Chroniqueur acerbe de l’invariable et inéluctable dégénérescence contemporaine, Luke Haines revient sur le devant de la scène ces jours-ci avec deux albums. Sur la pochette du premier, bande originale du film Christie Malry’s double entry, il pose en costard chic sur fond de flammes, tenant un panneau façon Dylan sur lequel on peut lire: Art ill save the world. Sur le second qui nous occupe ici, son premier album solo, où plutôt le premier à paraître sous son propre nom, il se tient l’œil mauvais et grimé comme le héros de Dickens derrière trois jeunes adolescents en total look caillera qui tiennent eux des petits panneaux annonçant le sous-titre de cet Oliver Twist manifesto : (or)what’s wrong with popular culture.
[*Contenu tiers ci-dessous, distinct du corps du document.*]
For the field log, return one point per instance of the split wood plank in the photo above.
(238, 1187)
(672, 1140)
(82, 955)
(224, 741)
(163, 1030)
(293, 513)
Même si les disques de Luke Haines font moins partie de notre quotidien que d’autres, on ne peut souligner l’importance de ce type salutairement et singulièrement acariâtre, toujours prompt à mettre le doigt sur les travers de l’époque quitte à mettre les pieds dans le plat. Il semblerait en effet que les disques de Luke Haines, à l’instar de ceux de Lawrence (ex-Felt et Denim, actuellement sous l’incarnation Go-Kart Mozart), soient quand même un peu plus nécessaires ou tout du moins un peu moins inutiles, que ceux de (et au hasard, pour prendre un de ses contemporains repérés à peu près au même moment que lui, soit aux débuts des années 90) The Divine Comedy. Le petit problème de ce type réside éventuellement dans son éparpillement sous différents pseudonymes et autres identités variables. Comment s’y retrouvera-t-il à l’heure des comptes entre The Auteurs, Baader-Meinhof, Blackbox Recorder et autres? Je pense sincèrement que Luke Haines lui-même en personne s’en soucie comme de sa première Telecaster et c’est très bien comme ça. Précisons aussi notre étonnement devant le fait qu’il soit toujours autorisé à produire des disques sur une structure importante alors qu’il n’en vend pas des brouettes.
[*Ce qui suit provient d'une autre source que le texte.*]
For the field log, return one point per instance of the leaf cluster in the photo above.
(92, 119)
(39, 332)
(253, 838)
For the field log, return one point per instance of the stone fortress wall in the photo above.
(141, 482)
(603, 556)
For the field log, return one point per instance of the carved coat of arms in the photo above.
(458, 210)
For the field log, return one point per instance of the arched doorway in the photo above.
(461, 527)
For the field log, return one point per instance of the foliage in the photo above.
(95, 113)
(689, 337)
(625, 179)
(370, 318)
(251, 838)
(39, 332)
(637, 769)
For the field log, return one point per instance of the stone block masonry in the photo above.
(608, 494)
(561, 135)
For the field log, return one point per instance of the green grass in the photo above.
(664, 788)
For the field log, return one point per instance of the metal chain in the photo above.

« This is not entertainment » prévient au préalable Rock’n’roll communiqué No1.Et pourtant sous l’appellation de manifeste, Luke Haines propose un disque assez plaisant à entendre, visiblement inspiré par les sons de la r’n’b récente, avec en tout cas des cordes joliment arrangées, des rythmes fracturés et ternes et quelques guitares savamment travaillées, au son toujours prêt à sombrer dans la vulgarité sans jamais tomber du mauvais côté. Disons qu’il utilise les armes de l’ennemi à ses propres fins, qu’il distille une dose fatale d’arsenic dans la Chantilly ambiante. Et parvient même à composer avec Discomania un véritable tube en puissance (même si l’audition de la version plus électrique et encore plus évidente qui ouvre la B.O. de Christie Malry est plus convaincante). Mais est-ce qu’on entre aujourd’hui dans le top 10 avec un morceau qui commence par « They’re having sex to The Kids In America / This is the story of Discomania », la question reste posée. Chaque titre est ici un slogan (Never work, ne travaillez jamais! -au moins il cite ses sources) ou une histoire (Death of Sarah Lucas, Mr. and Mrs Solanas). Plus étonnant est le morceau-titre qui conclut l’album comme si l’on venait d’écouter une comédie musicale, qu’un dernier tableau venait conclure, façon Emilie Salie. Là, il se laisse aller à se prendre pour Eminem en personne. On trouvera ça grotesque ou amusant, pathétique ou irritant, culotté ou génial, mais les chansons de Luke Haines sont là, impeccablement brossées dans le sens contraire du poil. Toujours est-il qu’il peut les habiller n’importe comment (et ici souvent c’est comme des pouffes) : il sait honorer la chose pop. Pour mieux la déshonorer ensuite. Luke Haines est un sadique nécessaire et brillant.